See, O’Brien, a director of Motor Carrier and Driver Safety Services at the state Department of Motor Vehicle in Albany, is helping to institute a national register of license points so that drivers in are held accountable in their home state for points they accrue in another. In his view, drivers committing violations in one state should be held every bit accountable for them in another state, thereby making traffic violations somewhat akin to misdemeanor and felony record, which freely cross borders.

What does this all mean? Well, prior to O’Brien’s meddling, a New York driver for instance, could get a speeding ticket in Alabama, pay the fine but escape having the points for the violation lodged in his or her permanent record. This driver, mind you, would still be every bit responsible for any applicable fines and would face a New York suspension for any failure to pay them. In truth, the only difference between committing violations –mind you not criminal offenses such as DWIs –out-of-state was that the points, a measure the insurance companies use to base premiums, would not carry over. Under O’Brien’s changes, the points garnered in one state will now transfer over to any other state.

"When in Rome, do as the Romans do” he told the Times Union this week after being awarded a National Highway Traffic Safety Administration with public service awards this spring. “This creates one record that follows you wherever you go."

Yes, with Big Brother keeping an eye on everything from credit card purchases to the library books they barrow, people these days need one more stinking record to follow them across this vast continent. Of course, the insurance companies love this new initiative. This means they can finally cash in on all the bullshit tickets given out in the backwoods areas of America; in the far off distant places where it’s impossible to fight the charge in any other way other than by mailing in a certified check or money order with a plea of guilty.
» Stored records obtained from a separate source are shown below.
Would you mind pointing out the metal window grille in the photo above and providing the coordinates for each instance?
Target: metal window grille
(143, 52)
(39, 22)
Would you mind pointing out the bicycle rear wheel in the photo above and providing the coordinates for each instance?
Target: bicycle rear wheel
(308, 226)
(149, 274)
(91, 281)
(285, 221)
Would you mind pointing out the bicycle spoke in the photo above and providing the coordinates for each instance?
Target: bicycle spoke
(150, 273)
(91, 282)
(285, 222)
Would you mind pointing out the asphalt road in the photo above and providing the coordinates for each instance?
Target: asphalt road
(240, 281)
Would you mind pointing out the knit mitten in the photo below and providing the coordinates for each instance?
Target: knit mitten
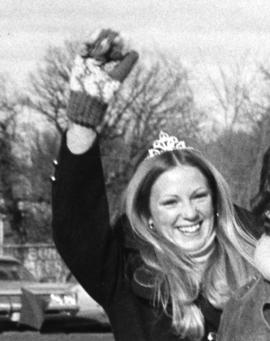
(95, 77)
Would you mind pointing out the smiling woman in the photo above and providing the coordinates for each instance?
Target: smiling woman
(180, 250)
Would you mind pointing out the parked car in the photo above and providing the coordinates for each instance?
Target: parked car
(89, 308)
(23, 299)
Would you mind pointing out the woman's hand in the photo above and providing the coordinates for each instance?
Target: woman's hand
(97, 74)
(98, 71)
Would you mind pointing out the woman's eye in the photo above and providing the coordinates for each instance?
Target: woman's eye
(169, 202)
(201, 195)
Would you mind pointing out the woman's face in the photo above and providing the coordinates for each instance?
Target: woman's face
(181, 207)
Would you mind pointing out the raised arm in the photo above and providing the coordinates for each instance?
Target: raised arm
(80, 210)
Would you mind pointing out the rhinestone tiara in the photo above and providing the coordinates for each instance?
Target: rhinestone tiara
(165, 143)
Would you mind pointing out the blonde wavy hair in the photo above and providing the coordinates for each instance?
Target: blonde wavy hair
(177, 279)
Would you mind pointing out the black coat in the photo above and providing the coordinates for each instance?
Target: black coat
(101, 259)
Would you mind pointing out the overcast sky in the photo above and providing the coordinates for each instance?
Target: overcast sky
(201, 32)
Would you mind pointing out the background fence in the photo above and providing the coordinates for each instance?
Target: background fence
(42, 260)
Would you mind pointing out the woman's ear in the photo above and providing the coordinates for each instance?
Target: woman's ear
(150, 223)
(262, 256)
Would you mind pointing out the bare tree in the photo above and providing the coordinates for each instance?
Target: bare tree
(10, 107)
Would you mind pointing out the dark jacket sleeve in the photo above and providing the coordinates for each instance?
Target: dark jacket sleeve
(251, 223)
(81, 228)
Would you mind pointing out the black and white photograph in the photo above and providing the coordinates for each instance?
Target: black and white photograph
(134, 170)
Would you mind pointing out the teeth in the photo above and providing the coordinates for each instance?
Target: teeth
(189, 229)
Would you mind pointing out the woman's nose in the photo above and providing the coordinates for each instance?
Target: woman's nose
(189, 211)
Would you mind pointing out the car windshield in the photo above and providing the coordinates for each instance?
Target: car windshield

Another problem is that every state has different driving laws, meaning they use different point standards. If they didn’t, then perhaps there would be a federal drivers’ license much like the passport. Obviously, this is not the case. So there will need to be some way to apply the legal standards of one state to the standards of another with O’Brien’s “when in Rome” initiative, something that will undoubtedly require the creation a new layer of bureaucracy at DMV dedicated to this mission, perhaps even a whole office.

Then again, maybe this is the type of thinking America needs in this post-9-11 world: more record keeping, more governmental bureaucracy and more traffic laws. And while we’re on the subject, let’s just erase all these pesky state boundaries. After all, is there any real difference between Alabama and New York? Then again, feel free to pose this question to O’Brien himself.